Antes de irte de vacaciones, y dejar tu hogar o tu lugar de trabajo por un periodo de tiempo más elevado de lo habitual, es importante seguir ciertas pautas que eviten cualquier tipo de siniestro que pudiera ocasionarse, ya sean causados por daños por agua, por electricidad o por robo.
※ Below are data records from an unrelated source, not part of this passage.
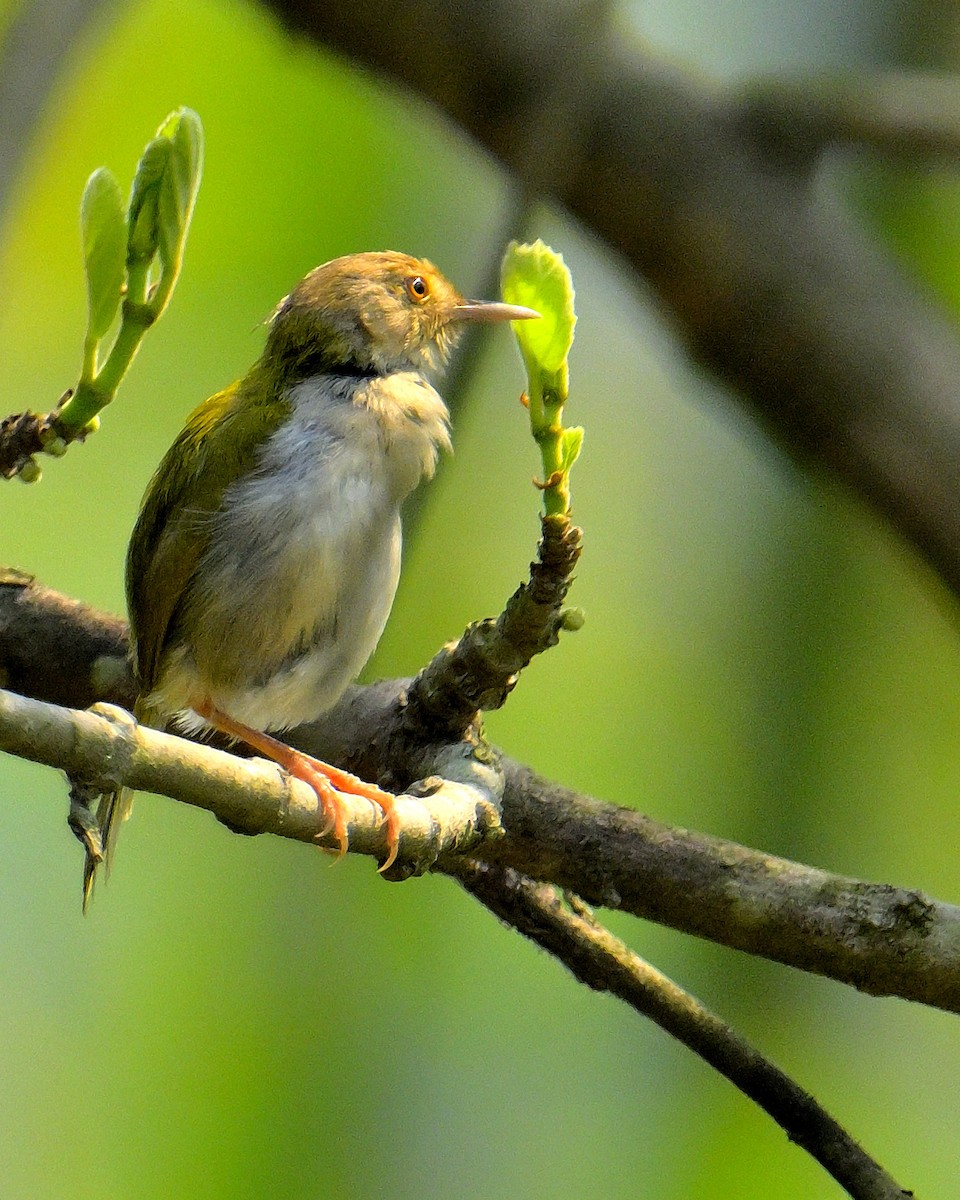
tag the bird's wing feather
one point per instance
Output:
(217, 445)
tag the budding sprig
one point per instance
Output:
(132, 257)
(537, 276)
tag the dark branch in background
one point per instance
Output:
(33, 49)
(879, 939)
(714, 199)
(600, 960)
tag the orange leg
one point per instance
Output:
(329, 783)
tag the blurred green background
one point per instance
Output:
(761, 660)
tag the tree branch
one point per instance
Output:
(873, 936)
(768, 282)
(604, 963)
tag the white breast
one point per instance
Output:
(304, 561)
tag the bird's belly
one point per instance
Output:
(288, 606)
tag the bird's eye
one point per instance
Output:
(418, 288)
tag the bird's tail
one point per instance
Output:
(113, 809)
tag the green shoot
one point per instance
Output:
(537, 276)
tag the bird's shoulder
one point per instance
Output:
(217, 445)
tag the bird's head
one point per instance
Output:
(379, 311)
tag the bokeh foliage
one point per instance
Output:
(762, 660)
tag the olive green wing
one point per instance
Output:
(216, 447)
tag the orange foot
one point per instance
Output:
(329, 783)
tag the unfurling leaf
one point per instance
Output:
(103, 232)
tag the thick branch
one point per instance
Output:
(769, 286)
(105, 749)
(603, 961)
(882, 940)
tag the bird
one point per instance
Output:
(265, 557)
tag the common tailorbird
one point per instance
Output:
(265, 558)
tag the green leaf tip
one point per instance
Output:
(132, 258)
(537, 276)
(103, 234)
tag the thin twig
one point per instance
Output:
(601, 961)
(882, 940)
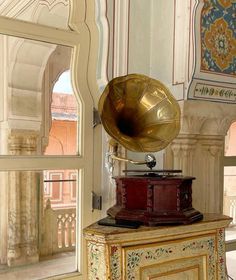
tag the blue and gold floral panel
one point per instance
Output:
(214, 75)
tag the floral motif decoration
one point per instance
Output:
(115, 262)
(221, 254)
(218, 36)
(137, 258)
(96, 261)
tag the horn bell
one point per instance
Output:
(139, 112)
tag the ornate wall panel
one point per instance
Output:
(215, 52)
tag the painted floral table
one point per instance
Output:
(195, 251)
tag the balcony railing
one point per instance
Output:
(59, 230)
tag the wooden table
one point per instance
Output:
(193, 251)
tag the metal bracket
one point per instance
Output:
(96, 201)
(96, 117)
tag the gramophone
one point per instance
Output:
(141, 114)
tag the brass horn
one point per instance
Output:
(139, 112)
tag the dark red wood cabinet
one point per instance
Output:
(154, 200)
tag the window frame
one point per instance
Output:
(79, 40)
(230, 245)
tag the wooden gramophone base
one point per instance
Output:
(122, 216)
(154, 200)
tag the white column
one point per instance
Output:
(199, 150)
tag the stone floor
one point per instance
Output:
(60, 264)
(65, 263)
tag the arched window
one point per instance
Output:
(28, 70)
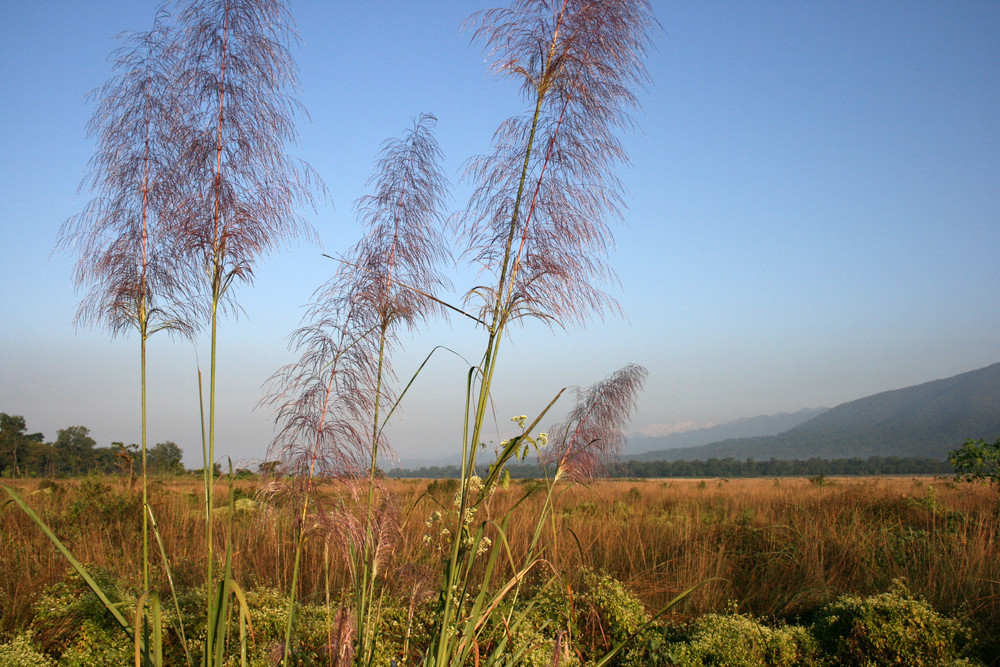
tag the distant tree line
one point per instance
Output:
(730, 467)
(74, 452)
Estos son algunos consejos a tener en cuenta que podrías poner en práctica antes de marcharte:

  • Cerrar las llaves generales de agua y gas para evitar fugas interiores y dejar libres de obstáculos los desagües de las terrazas para facilitar su misión en caso de tormentas con fuertes lluvias.
  • Activar todas las medidas de seguridad de que se disponga: cerraduras, pasadores interiores de ventanas, y si es posible instalar un sistema de alarma que no solo es disuasorio, sino que en caso de entrada reduce el tiempo de permanencia de los asaltantes.
  • No concentrar los objetos de valor en un solo punto a menos que se trate de cajas fuertes, en cuyo caso deben estar ocultas.
  • No dejar cantidades importantes de dinero “escondidas”. La experiencia de los peritos de seguros dedicados a este tipo de siniestros dice que la mayoría de los ciudadanos escondemos las cosas en los mismos lugares, lo que hace relativamente fácil su localización por parte de los asaltantes.
  • Desconectar los aparatos eléctricos y electrodomésticos de las tomas y antenas para evitar daños por alteraciones de corrientes y dejar conectada la luz para que funcionen los timbres y no se pueda detectar la ausencia.
  • No dejar equipos ofimáticos de uso profesional, puesto que en caso de robo, suponen no solo una pérdida material sino también la pérdida de la información contenida en los mismos. Realice copias de seguridad para su tranquilidad.
  • Procure documentar los objetos de valor, en la medida de lo posible, mediante facturas y garantías de compras. De esta manera podremos acreditar el valor de las pérdidas frente a nuestro asegurador y la posible recuperación de los objetos.